謝罪
まだちらほら下校している生徒がいるので、静かな場所へ移動しようと提案してくる。
ならばガーデン・プラントに行こうという話になり、そのまま帰宅することとなった。
校内を歩いていると、リスやハリネズミなどの魔法生物がわらわらやってくる。
皆、久しぶりにヴィルに会えて嬉しそうだ。
魔王騒動があったのに、逃げださずに残っていたようで、皆偉いなと思う。
ヴィルも一匹一匹に声をかけ、その勇気を労っていた。
ガーデン・プラントに到着して早々、私はヴィルに謝罪する。
「朝の件につきまして、大変失礼しました!」
「どうせ、ジェムが私を召喚する魔法巻物を出してきて、うっかり破いてしまったんだろうが」
「よくお見通しで」
なんでもジェムが私の背後で、破れた魔法巻物をヴィルにアピールするかのように掲げていたらしい。
「教師陣に感謝された」
「それはそれは……」
校内の修繕が終わり、学校が再開となったわけだが、中には魔王騒動の事件を引きずっている生徒もいたという。
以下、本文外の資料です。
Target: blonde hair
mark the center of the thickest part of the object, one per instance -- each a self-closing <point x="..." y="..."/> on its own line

新学期だというのにどこか暗い雰囲気が漂っていて、教師陣はどうしたものか、と心配していたようだ。
それが、ヴィルの登場によって払拭された。
皆、馬術大会の最優秀生徒となったヴィルの登場に歓喜し、その場がパッと明るくなったのだ。
「もともと今日は始業式が終わったあと、登校するつもりだったのだが」
ヴィルは仮面舞踏会が終わったあとも王城に行き、報告書を作成して提出していたという。
就寝したのは夜明け前だったようだ。
「本当に、ご迷惑をおかけしました」
「気にするな。いつでも呼んでいいと言って渡したアイテムだからな」
今回の件で、恩恵も大量に入ってきたらしい。
「何か好きなものを願うように言われたから、この学校を卒業したあとも、校内に自由に出入りできる許可証を作ってもらった」
卒業生といえど、許可なく入れないようになっているらしい。
「これで卒業後も、いつでもミシャに会える」
「光栄です」
毎日お弁当を作るから、と言われてギョッとする。
「いえいえ、お弁当を用意するのは私のほうですよ!?」
「なぜ?」
「だってヴィルは働いている立場ですし!」
「ミシャだって、魔法を学んでいる立場ではないか」
私に料理を作ることは趣味なので、気にしないようにと言われた。
「気にしますよ……」
「何か言ったか?」
「いいえ」
そろそろお昼だろう。ベーグルの残りがあるので、それと何か料理を作ろう。
「昼食を用意しますので、少しお待ちいただけますか?」
「ならば、除草作業でもして暇を潰そう」
「ああ……」
そんなこと、なさらなくてもいいのに。
しかしながら私が止めて、言うことを聞くお方でもない。
もう、隙にさせておく。
チンチラ達が興味津々とばかりに、ヴィルのもとに集まってくる。
ヴィルが除草作業をすると宣言すると、チンチラのリーダー格が草がたくさん生えている場所があると言って案内し始めた。
ヴィルがガーデン・プラントの除草作業をしている間、私は昼食作りを開始する。